José Montesdeoca
Para Kant, la diferencia entre la mano izquierda y la mano derecha era la revelación misma del espacio como un marco de oposiciones insuperables. Las dos manos pueden unirse-para aplaudir o rezar-pero no sustituirse, están frente a frente, radicalmente reñidas, sin que ninguna operación lógica pueda resolver esa contradicción espacial absoluta. No hay síntesis posible que pueda reconciliarlas; ninguna transformación del espíritu puede poner una en lugar de la otra. Por más que la giremos o retorzamos, por más vueltas que les demos sobre si misma, la mano izquierda nunca podrá llegar a la mano derecha-ni al revés-la mano derecha convertirse a fuerza de moverse, en la mano izquierda. Y es por ello, por lo que esa diferencia constituye, todavía hoy, la regla primera de toda orientación en el espacio.
El símil de las manos, me da pie para reflexionar a cerca del eje político izquierda-derecha. El propósito de la izquierda no es reproducir la vida sino producir vida digna, que ayude a transformar la sociedad, porque el Todo, como dice Aristóteles, “es anterior a las partes, las cuales reciben su libertad y sus bienes individuales de su participación en su conjunto”. Pero si el estado actual del mundo impide la producción de vida digna, porque incluso la vida desnuda está amenazada, entonces no podremos ser de izquierdas, pero no porque haya muerto las ideologías, o las diferencias de clases en el espacio, sino porque habrán desaparecido las fuentes mismas de la existencia antropológica. En un mundo así, ¿valdría la pena vivir? Para esta pregunta, creo que no puede haber una respuesta colectiva, es decir, una respuesta “de izquierdas”.
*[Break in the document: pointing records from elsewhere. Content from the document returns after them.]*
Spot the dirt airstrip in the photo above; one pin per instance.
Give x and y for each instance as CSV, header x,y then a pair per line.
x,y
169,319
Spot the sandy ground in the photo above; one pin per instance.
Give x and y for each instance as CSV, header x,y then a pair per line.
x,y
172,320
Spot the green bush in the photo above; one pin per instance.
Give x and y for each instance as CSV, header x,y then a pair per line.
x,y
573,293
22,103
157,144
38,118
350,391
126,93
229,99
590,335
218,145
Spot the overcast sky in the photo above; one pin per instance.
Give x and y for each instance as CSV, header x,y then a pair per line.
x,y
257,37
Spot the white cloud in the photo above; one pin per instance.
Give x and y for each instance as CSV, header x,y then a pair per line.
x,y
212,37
Nos veremos entonces en un escenario parecido al de la película, La Carretera, en la que un padre y su hijo tratan de sobrevivir a una vaga catástrofe nuclear en un mundo ceniciento y cruel, donde nadie siente vergüenza de ser mortal, ni de proteger su vida por todos los medios y donde, en consecuencia, la decencia común es sólo un remoto recuerdo-un mito, si-que el padre sopla sin esperanza, como el último rescoldo vivo, para que el hijo no sucumba a la desesperación y sobreviva-caminando entre caníbales, asesinos y ladrones-un día más.
En un mundo así, donde la maldad es normativa y operativa, creo que no puede haber política y la bondad por eso mismo tiene que ser decisiva, pero como una ficción o una leyenda: esos buenos que nunca aparecen, que se evocan para no perderse, que siempre se esconden más allá, en un lugar ilocalizable, entre las ruinas de la casa o los rastrojos de un bosque muerto. En un modo así, habrá que confiar, en efecto, en que haya otros como nosotros y, en el último momento, podamos dejar a nuestro hijo o hija, antes de morir, en el regazo de una más que improbable reserva de buenas personas, oculta bajo las piedras, con la esperanza de que, como en el caso de los trogloditas, sobrevivan a los malos, logren reproducirse y repueblen el mundo de domingos nuevos.
Por eso conviene ser de izquierdas hoy, antes de que sea demasiado tarde, y serlo a partir de las cenizas de esa distopía ya próxima-para evitarla-en las que brillan todavía algunas pepitas mitológicas de decencia común. Conviene serlo ahora, sin muchas certezas, salvo quizás la de que ser de izquierdas no puede ser más importante que conservar las condiciones en que podemos serlo, y que para conservar esas condiciones, necesitamos ser de izquierdas-precisamente-junto al agricultor canario, al conductor de guagua madrileño, al camarero andaluz, todos ellos anticapitalistas furibundos que, sin embargo, mientras la izquierda siga siendo arrogantemente histórica, seguirán votando y apoyando a las derechas.
Sólo por llevar la contraria a Kant: que mi mano izquierda, pueda solapar a mi mano derecha.